Dia mendarat di kursinya dengan kesal. “Dan selalu muncul di saat-saat yang paling buruk."

Hembusan napas panjang keluar darinya. Lalu dia diam, hanya menatapku dengan mata birunya yang tajam.

Aku menelan ludah, tiba-tiba menyadari sesuatu yang lain. Pria ini… tinggi sekali. Tegap, dengan postur yang membuat kursi pesawat ini tampak terlalu kecil untuknya. Tingginya mungkin lebih dari enam kaki, dan itu hanya mempertegas aura kehadirannya.

Mataku tanpa sadar menuruni tubuhnya—kakinya panjang, otot-ototnya terlihat bahkan di balik celana suede yang sudah kuberi ombre merah itu.

Dia juga mengenakan rompi sweter. Seharusnya itu membuatnya terlihat seperti dosen membosankan. Tapi tidak. Dia terlihat… sempurna. Rompi itu memeluk tubuh rampingnya dengan cara yang seharusnya dilarang secara hukum.

Dan... Astaga... lengan itu. Berbeda sekali dengan milik Anthony. Dia memadukan ketenangan seorang pria dewasa dengan bahaya tersembunyi yang membuatku gugup dan… sedikit terpikat.

Dia bergerak sedikit, hanya menggeser berat badannya, tapi itu cukup untuk mengembalikan kesadaranku. Aku buru-buru memalingkan wajah.

Dia menyadari itu, tentu saja. Lalu berkata, “Menikmati pemandangan?”

Aku terkesiap, terperangkap. “T-tentu saja tidak!”

Dia mengangkat alis, jelas tidak percaya. “Baiklah, kalau begitu.”

Aku ingin mengatakan sesuatu lagi, tapi lidahku terikat. Dan, senyumnya—setengah senyum arogan itu—hanya membuatku ingin menghilang ke kursi pesawat ini.

“Aku bersumpah tidak melakukannya dengan sengaja. Aku juga tidak meminta ini terjadi. Tapi aku sudah di sini, jadi mungkin kita bisa... ya, mengabaikan satu sama lain?”

Dia menatapku lama, seperti sedang menilai apakah aku serius.

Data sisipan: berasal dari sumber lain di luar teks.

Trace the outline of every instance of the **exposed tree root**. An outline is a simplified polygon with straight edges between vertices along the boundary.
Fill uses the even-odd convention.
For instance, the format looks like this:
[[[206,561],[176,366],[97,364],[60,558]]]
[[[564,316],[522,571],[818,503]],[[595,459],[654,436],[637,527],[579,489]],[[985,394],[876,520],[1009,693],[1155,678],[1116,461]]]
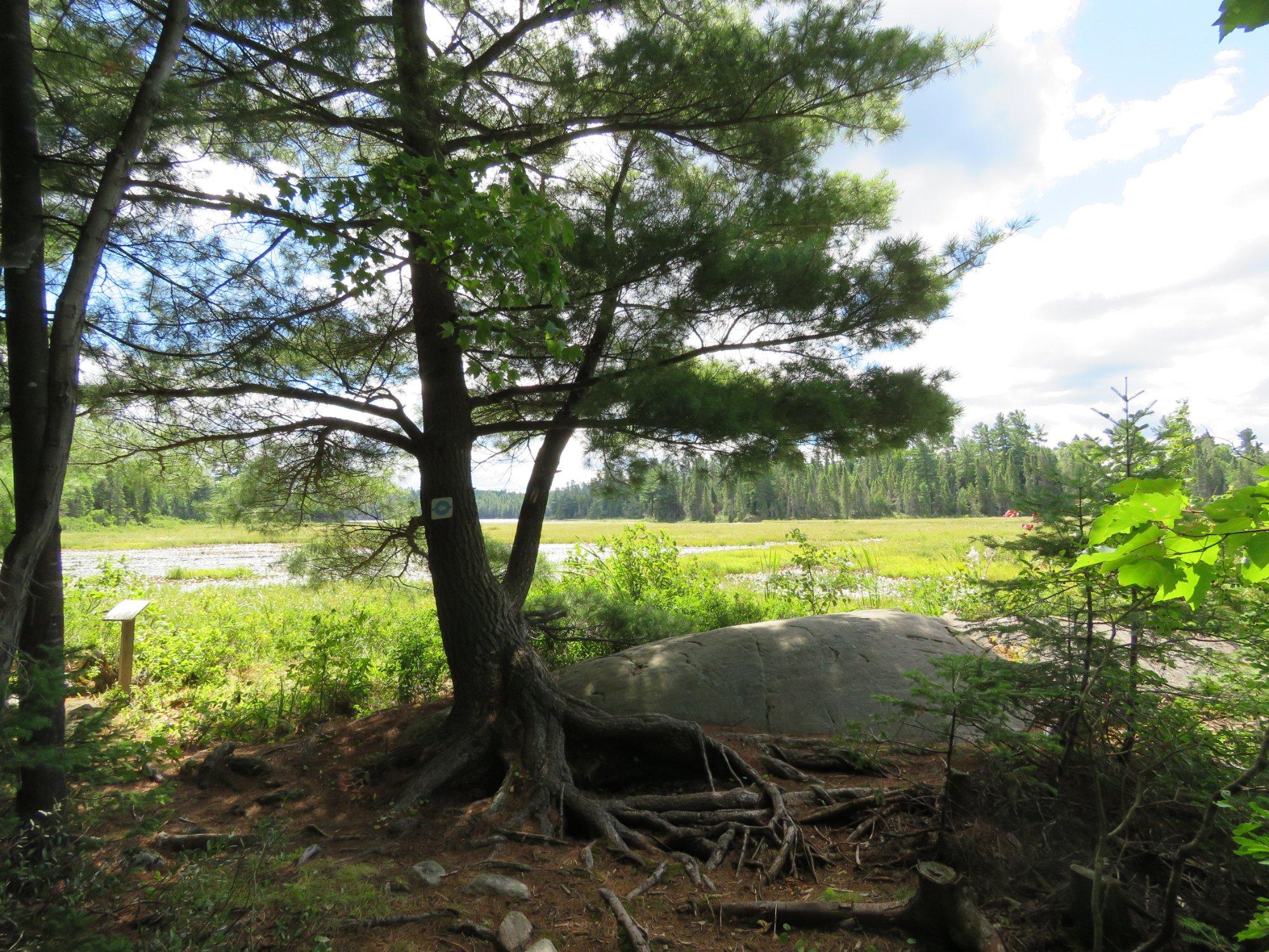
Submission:
[[[599,797],[584,790],[575,770],[603,777],[612,769],[604,760],[612,760],[614,750],[622,753],[618,772],[645,757],[650,763],[673,767],[676,776],[700,776],[711,790],[624,798]],[[466,720],[439,731],[395,809],[407,810],[447,786],[487,777],[499,768],[503,782],[485,811],[487,817],[506,815],[499,835],[533,835],[560,843],[557,834],[565,830],[589,834],[640,866],[643,861],[637,852],[678,852],[699,887],[708,881],[702,864],[722,862],[740,828],[770,848],[763,866],[769,880],[796,872],[799,858],[813,861],[786,791],[699,725],[660,715],[613,716],[556,691],[525,698],[483,725]],[[718,790],[721,783],[727,788]],[[794,801],[834,802],[838,796],[854,797],[855,791],[819,788],[794,795]],[[518,829],[530,821],[539,833]]]
[[[626,932],[634,952],[652,952],[651,946],[647,944],[647,930],[631,918],[631,914],[626,911],[626,906],[622,905],[617,894],[612,890],[599,890],[599,895],[603,896],[608,908],[613,910],[613,918],[617,919],[617,924]]]

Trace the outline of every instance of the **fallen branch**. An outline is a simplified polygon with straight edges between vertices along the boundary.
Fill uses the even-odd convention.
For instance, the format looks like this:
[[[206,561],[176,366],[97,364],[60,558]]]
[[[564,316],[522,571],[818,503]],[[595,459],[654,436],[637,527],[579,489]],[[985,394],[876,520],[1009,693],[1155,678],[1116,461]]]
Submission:
[[[155,845],[173,852],[187,849],[221,849],[225,847],[254,847],[259,836],[235,833],[160,833]]]
[[[996,929],[975,905],[961,876],[942,863],[917,864],[917,887],[901,902],[723,902],[720,915],[732,922],[864,929],[902,929],[952,952],[1004,952]]]
[[[340,929],[381,929],[393,925],[410,925],[412,923],[426,923],[447,915],[456,915],[453,909],[442,909],[437,913],[418,913],[416,915],[376,915],[369,919],[344,919]]]
[[[665,876],[665,871],[669,868],[670,868],[669,863],[661,863],[652,871],[651,876],[648,876],[646,880],[643,880],[643,882],[641,882],[638,886],[627,892],[626,899],[628,900],[638,899],[640,896],[642,896],[645,892],[647,892],[650,889],[652,889],[656,883],[661,881],[661,877]]]

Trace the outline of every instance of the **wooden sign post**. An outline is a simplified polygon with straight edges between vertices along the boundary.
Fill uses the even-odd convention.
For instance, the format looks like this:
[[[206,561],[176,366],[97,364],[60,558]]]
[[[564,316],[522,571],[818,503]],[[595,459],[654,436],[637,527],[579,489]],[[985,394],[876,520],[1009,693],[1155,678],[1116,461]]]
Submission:
[[[127,598],[105,613],[105,621],[119,622],[119,687],[124,694],[132,693],[132,640],[137,631],[137,616],[148,604],[143,598]]]

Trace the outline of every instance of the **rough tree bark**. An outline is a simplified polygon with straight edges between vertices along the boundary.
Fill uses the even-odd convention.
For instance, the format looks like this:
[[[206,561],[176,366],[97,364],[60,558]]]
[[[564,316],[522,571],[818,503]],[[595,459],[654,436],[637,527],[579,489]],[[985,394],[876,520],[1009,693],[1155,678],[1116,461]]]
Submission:
[[[79,404],[79,354],[89,297],[128,173],[159,108],[189,25],[188,0],[171,0],[132,108],[108,152],[80,228],[66,279],[46,314],[43,190],[36,123],[30,8],[4,4],[0,14],[0,203],[5,274],[5,335],[10,374],[15,527],[0,566],[0,704],[18,651],[38,671],[22,710],[47,724],[32,744],[60,745],[65,735],[61,684],[62,592],[57,526]],[[56,806],[65,779],[51,767],[24,770],[18,807],[39,816]]]
[[[412,155],[439,162],[443,161],[438,147],[439,117],[430,89],[423,8],[416,0],[397,0],[393,18],[405,147]],[[516,564],[523,567],[510,574],[510,585],[504,586],[489,565],[471,481],[476,434],[463,353],[456,336],[447,336],[443,330],[447,324],[457,322],[458,306],[448,275],[420,254],[426,244],[426,235],[406,235],[423,391],[424,433],[416,457],[428,567],[449,663],[453,707],[439,736],[424,751],[423,768],[400,792],[397,809],[407,809],[450,782],[487,773],[494,767],[505,770],[506,777],[494,801],[497,809],[508,800],[504,793],[515,787],[516,803],[509,825],[532,821],[544,833],[571,825],[602,836],[622,853],[655,848],[657,842],[618,819],[574,779],[580,751],[618,749],[633,757],[646,751],[662,763],[678,763],[711,778],[717,770],[760,787],[770,807],[766,826],[778,845],[779,863],[772,864],[770,873],[778,875],[786,863],[794,862],[794,845],[801,845],[799,828],[789,817],[778,788],[695,724],[660,716],[608,716],[566,696],[533,650],[520,604],[532,576],[541,514],[518,531]],[[615,302],[602,306],[608,307],[610,321]],[[607,335],[603,316],[599,324],[598,343],[591,341],[595,359]],[[543,512],[546,491],[563,448],[552,447],[538,467],[542,490],[538,500]],[[434,499],[452,500],[445,518],[431,517]],[[570,753],[575,754],[574,763]],[[513,784],[511,778],[520,779]],[[673,839],[664,828],[660,833],[661,842]],[[706,856],[714,848],[713,840],[695,845]]]

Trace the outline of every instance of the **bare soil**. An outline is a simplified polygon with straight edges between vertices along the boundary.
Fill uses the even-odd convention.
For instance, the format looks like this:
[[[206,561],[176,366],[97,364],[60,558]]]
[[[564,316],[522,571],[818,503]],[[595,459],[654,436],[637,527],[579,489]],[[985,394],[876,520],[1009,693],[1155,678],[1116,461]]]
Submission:
[[[435,706],[433,706],[435,707]],[[212,786],[202,790],[188,779],[171,774],[161,781],[169,790],[169,816],[161,833],[184,834],[250,833],[258,821],[274,817],[289,830],[298,852],[319,844],[327,864],[357,863],[374,869],[376,886],[391,899],[393,915],[445,913],[424,923],[348,928],[338,920],[321,927],[335,948],[349,949],[471,949],[492,948],[476,937],[458,934],[459,923],[497,928],[510,909],[519,909],[534,925],[534,941],[549,938],[561,949],[619,948],[618,927],[598,890],[604,887],[624,897],[647,878],[666,857],[650,854],[645,868],[617,857],[602,844],[591,847],[593,868],[584,862],[584,840],[563,845],[549,843],[496,842],[496,830],[487,825],[478,800],[481,791],[454,791],[426,802],[410,823],[393,823],[388,816],[395,792],[409,777],[407,770],[390,773],[374,784],[365,781],[364,767],[374,755],[400,743],[402,730],[429,708],[402,707],[365,718],[332,721],[302,737],[284,743],[245,746],[239,754],[258,755],[270,764],[260,777],[235,781],[240,790]],[[760,741],[740,739],[730,732],[711,731],[751,763],[758,763]],[[826,740],[826,739],[825,739]],[[197,757],[197,754],[195,754]],[[933,753],[891,753],[891,773],[886,777],[821,774],[827,787],[896,788],[928,784],[937,790],[943,777],[943,759]],[[972,765],[972,759],[966,763]],[[788,790],[806,784],[782,781]],[[645,792],[681,792],[684,787],[648,788]],[[699,790],[699,787],[697,787]],[[260,805],[270,792],[286,791],[280,803]],[[627,793],[628,791],[622,791]],[[806,807],[801,812],[806,812]],[[1055,817],[1056,819],[1056,817]],[[807,839],[824,856],[812,875],[774,883],[763,881],[754,869],[736,868],[736,850],[709,873],[714,891],[692,885],[681,866],[642,896],[623,900],[629,914],[652,937],[652,948],[681,949],[772,949],[794,948],[801,939],[807,952],[834,949],[912,949],[902,934],[868,934],[850,930],[799,930],[782,943],[770,930],[720,922],[714,914],[721,901],[817,900],[884,901],[910,896],[916,882],[915,864],[931,857],[931,811],[895,811],[882,815],[874,825],[860,829],[858,821],[846,826],[807,826]],[[980,908],[997,927],[1009,949],[1070,948],[1056,927],[1057,905],[1065,881],[1066,864],[1079,857],[1072,839],[1079,830],[1070,823],[1022,823],[1018,817],[994,814],[973,803],[970,795],[953,814],[953,835],[942,857],[966,877]],[[122,833],[122,826],[121,826]],[[109,836],[108,836],[109,839]],[[118,862],[124,845],[115,842]],[[145,845],[142,843],[141,845]],[[166,854],[179,867],[189,854]],[[1037,857],[1044,863],[1038,864]],[[425,859],[439,862],[448,872],[444,882],[429,887],[411,875],[410,867]],[[107,859],[109,862],[109,859]],[[673,861],[671,861],[673,862]],[[289,872],[288,872],[289,871]],[[473,896],[467,883],[481,872],[495,872],[520,880],[533,896],[528,901]],[[292,864],[277,875],[294,875]],[[141,871],[129,873],[136,895],[152,880]],[[409,887],[409,891],[390,891]],[[129,896],[119,897],[128,908]],[[124,913],[115,928],[121,934],[142,938],[152,925],[142,915],[145,905]]]

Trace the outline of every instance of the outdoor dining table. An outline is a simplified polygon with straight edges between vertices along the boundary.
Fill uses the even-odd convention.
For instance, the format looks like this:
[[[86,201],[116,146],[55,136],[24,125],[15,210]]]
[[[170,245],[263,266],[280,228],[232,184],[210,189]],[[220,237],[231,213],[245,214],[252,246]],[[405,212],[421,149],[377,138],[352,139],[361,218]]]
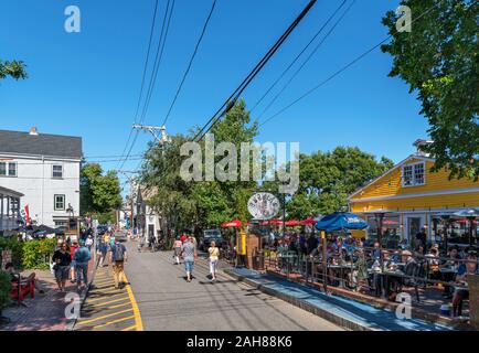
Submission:
[[[336,278],[333,280],[338,280],[340,286],[344,287],[344,271],[354,270],[356,269],[356,266],[353,264],[328,265],[328,269],[332,269],[334,272],[340,272],[339,277],[337,276],[337,274],[334,275]]]

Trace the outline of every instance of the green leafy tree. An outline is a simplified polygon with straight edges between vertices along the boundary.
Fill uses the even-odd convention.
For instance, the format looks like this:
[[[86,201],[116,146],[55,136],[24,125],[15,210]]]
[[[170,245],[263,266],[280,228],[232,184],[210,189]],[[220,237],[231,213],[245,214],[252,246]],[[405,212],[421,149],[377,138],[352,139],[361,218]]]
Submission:
[[[349,194],[394,165],[384,157],[376,161],[374,156],[352,147],[300,154],[299,163],[299,190],[286,205],[289,218],[343,210]]]
[[[142,167],[141,184],[155,190],[149,205],[163,215],[167,228],[191,228],[196,234],[217,227],[232,217],[248,220],[247,199],[257,188],[256,182],[185,182],[180,176],[181,146],[191,141],[198,129],[189,136],[177,135],[164,147],[150,146]],[[252,142],[257,135],[257,122],[251,122],[244,100],[238,101],[212,131],[215,143],[233,142],[241,151],[241,142]],[[204,142],[201,143],[204,156]],[[216,162],[222,157],[216,158]],[[240,165],[237,167],[240,170]],[[240,173],[238,173],[240,174]]]
[[[22,61],[3,62],[0,60],[0,79],[10,76],[14,79],[26,78],[26,65]]]
[[[121,205],[121,188],[116,172],[104,173],[97,163],[85,164],[81,171],[79,190],[82,215],[115,220],[113,211]]]
[[[447,167],[450,178],[479,179],[479,95],[477,0],[403,0],[413,13],[412,32],[398,32],[398,15],[383,24],[393,40],[382,46],[393,58],[392,77],[416,93],[429,121],[436,159],[433,171]],[[427,11],[428,9],[432,9]],[[427,11],[427,12],[426,12]],[[426,12],[419,18],[422,13]],[[416,18],[415,18],[416,17]]]

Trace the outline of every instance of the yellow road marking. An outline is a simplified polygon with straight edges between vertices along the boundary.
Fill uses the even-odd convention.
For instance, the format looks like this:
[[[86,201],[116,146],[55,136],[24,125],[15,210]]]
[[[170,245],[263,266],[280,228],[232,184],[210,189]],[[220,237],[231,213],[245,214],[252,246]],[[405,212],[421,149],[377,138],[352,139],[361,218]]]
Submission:
[[[126,299],[129,300],[128,297],[124,297],[124,298],[119,298],[119,299],[115,299],[115,300],[108,300],[108,301],[105,301],[105,302],[96,303],[95,307],[103,307],[103,306],[110,304],[113,302],[117,302],[117,301],[121,301],[121,300],[126,300]],[[128,303],[129,303],[129,301],[128,301]],[[86,304],[88,304],[88,302]]]
[[[113,306],[113,307],[107,307],[107,308],[102,308],[100,310],[94,310],[94,311],[91,311],[91,312],[88,312],[88,313],[97,313],[97,312],[100,312],[100,311],[103,311],[103,310],[111,310],[111,309],[117,309],[117,308],[121,308],[121,307],[126,307],[126,306],[129,306],[130,304],[130,302],[126,302],[126,303],[121,303],[121,304],[117,304],[117,306]],[[100,306],[98,306],[98,304],[95,304],[92,309],[95,309],[96,307],[100,307]]]
[[[114,321],[109,321],[109,322],[106,322],[106,323],[98,324],[96,327],[93,327],[93,329],[102,329],[102,328],[105,328],[107,325],[110,325],[110,324],[114,324],[114,323],[117,323],[117,322],[123,322],[123,321],[131,320],[134,318],[135,318],[135,315],[130,315],[128,318],[121,318],[121,319],[118,319],[118,320],[114,320]]]
[[[115,295],[115,296],[111,296],[111,297],[108,297],[108,298],[104,298],[104,297],[92,298],[92,299],[86,298],[86,302],[88,303],[88,302],[91,302],[91,301],[98,301],[98,300],[111,299],[111,298],[116,298],[116,297],[118,297],[118,296],[124,296],[124,295],[126,295],[126,293],[125,293],[125,292],[121,292],[121,293],[118,293],[118,295]],[[127,297],[125,297],[125,298],[127,298]]]
[[[127,284],[129,284],[129,280],[125,274],[124,274],[124,277],[125,277],[125,280],[127,281]],[[138,303],[135,300],[135,296],[134,296],[134,292],[131,290],[131,287],[130,287],[130,285],[127,285],[126,288],[127,288],[128,297],[130,297],[131,307],[134,307],[135,323],[137,325],[137,331],[143,331],[143,322],[141,321],[140,310],[138,309]]]
[[[102,295],[109,295],[109,293],[124,293],[124,291],[118,291],[119,289],[115,289],[115,290],[108,290],[108,291],[102,291]]]
[[[114,313],[109,313],[107,315],[103,315],[103,317],[98,317],[98,318],[94,318],[94,319],[89,319],[89,320],[85,320],[85,321],[78,320],[78,324],[85,324],[85,323],[95,322],[95,321],[98,321],[98,320],[103,320],[103,319],[106,319],[106,318],[111,318],[111,317],[118,315],[120,313],[132,311],[132,310],[134,309],[126,309],[126,310],[117,311],[117,312],[114,312]]]

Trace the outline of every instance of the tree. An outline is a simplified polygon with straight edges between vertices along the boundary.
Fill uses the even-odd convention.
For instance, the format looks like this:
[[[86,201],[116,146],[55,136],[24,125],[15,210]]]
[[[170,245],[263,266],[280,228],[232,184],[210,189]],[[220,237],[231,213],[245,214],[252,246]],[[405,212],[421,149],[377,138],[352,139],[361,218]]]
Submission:
[[[434,142],[425,148],[450,178],[479,179],[479,95],[477,94],[477,0],[403,0],[413,13],[412,32],[398,32],[398,15],[383,18],[393,40],[382,46],[393,58],[392,77],[417,93]],[[430,11],[426,12],[428,9]],[[424,13],[424,17],[421,17]],[[416,18],[415,18],[416,17]],[[419,18],[421,17],[421,18]]]
[[[155,190],[155,196],[148,204],[167,220],[167,228],[181,231],[191,228],[196,234],[209,227],[238,217],[247,221],[247,199],[257,188],[254,181],[203,181],[187,182],[180,176],[181,146],[191,141],[198,132],[193,129],[189,136],[177,135],[164,147],[150,146],[142,167],[141,184]],[[257,122],[251,124],[249,113],[244,100],[240,100],[211,131],[215,145],[233,142],[240,156],[241,142],[252,142],[257,135]],[[204,142],[200,143],[204,156]],[[222,157],[216,157],[216,162]],[[237,167],[240,170],[240,165]]]
[[[359,148],[338,147],[332,152],[299,157],[299,190],[286,207],[290,218],[306,218],[341,211],[348,195],[390,170],[394,163]]]
[[[3,62],[0,60],[0,79],[10,76],[14,79],[26,78],[26,65],[22,61]]]
[[[98,163],[85,164],[81,171],[79,192],[82,215],[115,220],[113,211],[121,205],[121,188],[116,172],[104,174]]]

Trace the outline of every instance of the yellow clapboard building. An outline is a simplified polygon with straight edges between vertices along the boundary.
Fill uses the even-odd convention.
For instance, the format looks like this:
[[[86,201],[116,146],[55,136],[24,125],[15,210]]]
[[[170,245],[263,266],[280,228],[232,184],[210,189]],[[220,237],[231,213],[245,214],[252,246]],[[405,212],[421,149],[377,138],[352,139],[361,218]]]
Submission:
[[[421,152],[421,147],[429,142],[417,140],[414,143],[417,153],[349,196],[351,212],[369,222],[366,238],[377,237],[377,224],[382,218],[386,246],[386,243],[396,246],[398,242],[414,245],[415,236],[422,229],[429,240],[439,243],[444,238],[445,215],[479,207],[479,182],[467,178],[449,180],[445,169],[430,172],[434,159]],[[449,237],[459,239],[469,234],[469,222],[451,220]]]

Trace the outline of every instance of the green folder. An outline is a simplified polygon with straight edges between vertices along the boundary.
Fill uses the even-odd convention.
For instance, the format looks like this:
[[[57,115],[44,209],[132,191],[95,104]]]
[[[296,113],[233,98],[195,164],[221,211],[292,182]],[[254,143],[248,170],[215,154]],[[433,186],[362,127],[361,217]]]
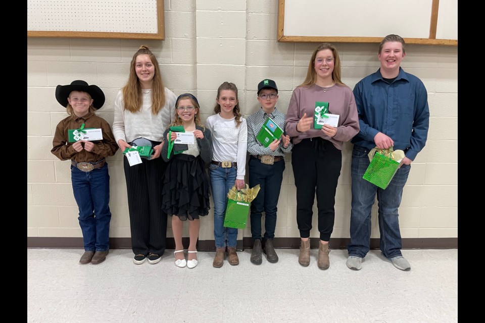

“Baiklah, aku akan mencoba. Tapi jangan tumpahkan apapun lagi padaku.”

Aku tersenyum. “Tentu. Aku bahkan akan memegang gelasku dengan dua tangan, seperti anak kecil.”

Dia menggelengkan kepala, matanya tampak sedikit lebih lembut meskipun mulutnya masih sinis. “Bagus. Karena kalau tidak, aku mungkin harus menuntutmu untuk kerugian emosional.”

Baiklah. Dia menyebalkan.

“Yah... Semuanya akan berakhir sekitar tujuh jam lagi.”

Pria itu, tanpa mengalihkan pandangannya dari jendela, menjawab dengan nada datar, “Tujuh jam duduk di samping wanita gila yang membawa kehancuran ke mana pun dia pergi. Luar biasa.”

Aku meliriknya, menahan diri untuk tidak melempar komentar tajam. Tapi sebelum aku sempat berpikir lebih jauh, pesawat mulai bergerak, sedikit bergetar saat keluar dari gerbang.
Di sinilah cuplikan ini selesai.